Java Theory and Practice: building a better HashMap

Last Update:2017-02-27 Source: Internet

Author: User

Developer on Alibaba Coud: Build your first app with APIs, SDKs, and tutorials on the Alibaba Cloud. Read more ＞

Concurrenthashmap is part of Doug Lea's Util.concurrent package, which offers a higher degree of concurrency than Hashtable or synchronizedmap. Also, for most successful get () operations, it tries to avoid a complete lock, and the result is a very good throughput for concurrent applications. This month, Briangoetz carefully analyzed the code of the Concurrenthashmap and explored how Doug Lea achieved such a remarkable result without losing thread safety.

In the July issue of Java Theory and Practice ("Concurrent Collections Classes"), we simply reviewed the bottlenecks in scalability and discussed how to achieve higher concurrency and throughput with shared data structures.
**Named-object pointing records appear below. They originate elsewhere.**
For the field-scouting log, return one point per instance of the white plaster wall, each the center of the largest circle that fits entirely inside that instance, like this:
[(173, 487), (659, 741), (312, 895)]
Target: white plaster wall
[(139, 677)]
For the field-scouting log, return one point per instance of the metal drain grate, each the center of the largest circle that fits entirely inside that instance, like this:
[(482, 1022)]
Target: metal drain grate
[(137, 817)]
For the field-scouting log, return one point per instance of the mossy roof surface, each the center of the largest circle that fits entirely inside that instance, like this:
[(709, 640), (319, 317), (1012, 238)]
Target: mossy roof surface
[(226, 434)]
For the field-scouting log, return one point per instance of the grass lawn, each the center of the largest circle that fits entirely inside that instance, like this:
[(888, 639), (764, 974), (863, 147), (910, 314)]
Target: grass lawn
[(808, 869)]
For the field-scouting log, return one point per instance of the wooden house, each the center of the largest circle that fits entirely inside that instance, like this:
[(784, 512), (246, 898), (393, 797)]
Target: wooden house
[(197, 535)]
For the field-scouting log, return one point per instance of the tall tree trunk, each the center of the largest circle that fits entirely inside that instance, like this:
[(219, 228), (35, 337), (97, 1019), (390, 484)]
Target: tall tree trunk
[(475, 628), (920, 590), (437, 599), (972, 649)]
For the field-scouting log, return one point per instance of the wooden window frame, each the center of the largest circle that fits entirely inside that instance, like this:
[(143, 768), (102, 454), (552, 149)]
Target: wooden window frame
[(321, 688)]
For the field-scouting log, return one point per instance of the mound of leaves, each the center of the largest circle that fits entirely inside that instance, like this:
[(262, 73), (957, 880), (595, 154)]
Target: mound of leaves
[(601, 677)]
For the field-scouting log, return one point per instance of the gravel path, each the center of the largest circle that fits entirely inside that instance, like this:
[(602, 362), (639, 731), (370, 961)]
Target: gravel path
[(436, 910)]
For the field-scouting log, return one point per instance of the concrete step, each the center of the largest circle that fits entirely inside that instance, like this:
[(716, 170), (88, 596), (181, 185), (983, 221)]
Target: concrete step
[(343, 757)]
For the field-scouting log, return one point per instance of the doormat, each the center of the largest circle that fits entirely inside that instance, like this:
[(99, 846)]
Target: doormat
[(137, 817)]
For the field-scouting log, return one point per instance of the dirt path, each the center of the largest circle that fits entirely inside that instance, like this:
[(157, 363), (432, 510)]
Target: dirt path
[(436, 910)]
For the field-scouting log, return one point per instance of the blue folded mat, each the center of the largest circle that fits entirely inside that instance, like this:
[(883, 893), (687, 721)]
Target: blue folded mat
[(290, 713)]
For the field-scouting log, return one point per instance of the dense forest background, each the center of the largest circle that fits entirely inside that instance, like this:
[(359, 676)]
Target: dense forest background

Sometimes the best way to learn is to analyze the results of an expert, so this month we will analyze the implementation of CONCURRENTHASHMAP in Doug Lea's Util.concurrent package. JSR 133 will specify a version of Concurrenthashmap that is optimized for the Java memory model (JMM) and will be included in JDK 1.5 's java.util.concurrent package. The version in Util.concurrent has passed thread-safety audits in both the old and new memory models.

Optimized for throughput

Concurrenthashmap uses several techniques to achieve high levels of concurrency and to avoid locking, including using multiple write locks for different hash bucket (buckets) and using jmm uncertainties to minimize the time that locks are maintained-or to avoid acquiring locks at all. It is optimized for most general usages, and these usages tend to retrieve a value that is likely to already exist in the map. In fact, most successful get () operations do not require any locks to run at all. (Warning: Don't try to do this yourself!) To be smarter than JMM is not as easy as it looks. The Util.concurrent class is written by concurrent experts and is subject to rigorous peer review in JMM security. ）

Multiple write locks

We can recall that the main obstacle to the scalability of Hashtable (or alternative collections.synchronizedmap) is that it uses a map range (Map-wide) lock, in order to ensure insertion, The integrity of the delete or retrieve operation must maintain such a lock, and sometimes even to ensure the integrity of the iterative traversal operation. Thus, as long as the lock is maintained, the other threads are fundamentally blocked from accessing the MAP, which limits concurrency even if the processor is idle and inaccessible.

Concurrenthashmap rejects a single map-wide lock and replaces it with a collection of 32 locks, each of which is responsible for protecting a subset of the hash bucket. Locks are used primarily by variable operations (put () and remove ()). Having 32 separate locks means that up to 32 threads can modify the map at the same time. This does not necessarily mean that the number of threads that write the map concurrently is less than 32 o'clock, and that the other writes will not be blocked ――32 is a theoretical number of concurrent restrictions for write threads, but may not actually be able to achieve this value. However, the 32 is still much better than 1 and is sufficient for most applications running on the computer system of the current generation. & #160

Map-scoped operations

There are 32 separate locks, each of which protects a subset of the hash bucket, so that all 32 locks must be obtained for exclusive access to the map. Some map-scoped operations, such as size () and IsEmpty (), may be able to not lock the entire map at once (by appropriately qualifying the semantics of these operations), but some operations, such as map rearrangement (enlarging the number of hash bucket, redistribution elements as the map grows), Exclusive access must be guaranteed. The Java language does not provide an easy way to get a variable size lock collection. It is very rare to do so, and when this happens, recursive methods can be used to achieve it.

JMM Overview

Before entering the implementation of put (), get () and remove (), let's take a quick look at JMM. JMM governs how a thread's action (read and write) on memory affects the way other threads Act on memory. The Java Language Specification (JLS) allows some memory operations to be immediately visible to all other threads because of the increased performance of memory access by using processor registers and preprocessing cache. There are two language mechanisms that can be used to ensure consistency ――synchronized and volatile across thread memory operations.

According to JLS, "in the absence of explicit synchronization, an implementation is free to update main memory, and the order taken in the update may be unexpected." "It means that, if there is no synchronization, some sort of write operation in a given thread may render a different order for another different thread, and the time that an update of a memory variable is propagated from one thread to another is unpredictable."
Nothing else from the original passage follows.